Given that in vitro and in vivo studies demonstrate a role for S100A4 in regulating myosin-IIA assembly (Ford et al., 1997 ; Li et al., 2003 ; Li and Bresnick, 2006 ), we examined the kinetics of myosin-IIA assembly in CSF-1–stimulated wild-type and S100A4−/− BMMs. In wild-type cells, we observed four peaks of Triton-insoluble (e.g., assembled) myosin-IIA at 0.5, 2, 6, and 10 min after CSF-1 stimulation (Figure 5A). Coincident with the peaks of myosin-IIA assembly, we also detected cross-linked β-actin in wild-type cells (Figure 5, B and C). In S100A4−/− BMMs, the first peak of myosin-IIA assembly occurred at 0.5 min; however, the second peak was shifted to a slightly earlier time (1.5 min). The third and fourth peaks merged into a single broad peak that began 3–4 min after CSF-1 stimulation and remained high until 20 min. At these later times, there was a 1.5- to 1.8-fold increase in the relative amount of myosin-IIA in Triton cytoskeletons compared with wild-type BMMs (Figure 5, A and E). A similar increase in cytoskeletal actin was observed in S100A4−/− BMMs, which paralleled the change in myosin-IIA assembly (Figure 5B). Reexpression of human S100A4 in S100A4−/− BMMs reduced the amount of cytoskeletal myosin-IIA by 37 ± 8.5% (mean ± SD from two independent experiments; Figure 5F), which is comparable with wild-type levels. We also examined the phosphorylation status of total RLC in CSF-1–stimulated cells. In contrast to the alterations observed in myosin-IIA filament assembly for S100A4-null cells, the kinetics of RLC monophosphorylation (data not shown) and diphosphorylation (Figure 5D) were the same for wild-type and S100A4−/− cells.
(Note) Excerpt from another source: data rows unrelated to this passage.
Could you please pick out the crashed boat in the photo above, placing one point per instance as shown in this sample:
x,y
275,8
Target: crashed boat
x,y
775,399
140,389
To modulate actomyosin overassembly, we treated S100A4−/− BMMs with low concentrations of the myosin-II ATPase inhibitor blebbistatin. Blebbistatin preferentially binds to myosin-ADP·Pi, thus stabilizing myosin-II in a weak actin binding state (Kovacs et al., 2004 ; Limouze et al., 2004 ), resulting in an overall decrease in actomyosin. Treatment of CSF-1–stimulated S100A4−/− macrophages with 5 μM blebbistatin decreased assembled actin and myosin-IIA (Figure 6A), consistent with a reduction in myosin-IIA actin cross-linking activity. Next, we used the micropipette chemotaxis assay to examine protrusion dynamics in blebbistatin-treated S100A4−/− BMMs. Low blebbistatin concentrations did not affect protrusion persistence in wild-type cells but did restore protrusion persistence in S100A4−/− cells (Figure 6B). However, other protrusion parameters such as distance, velocity, and frequency were not affected by treatment with blebbistatin under our experimental conditions (data not shown). Time-lapse microscopy of blebbistatin-treated S100A4−/− BMMs showed that even though tail retraction is somewhat impaired, the cells polarize and exhibit more linear movement toward the source of CSF-1 (Supplemental Video 2).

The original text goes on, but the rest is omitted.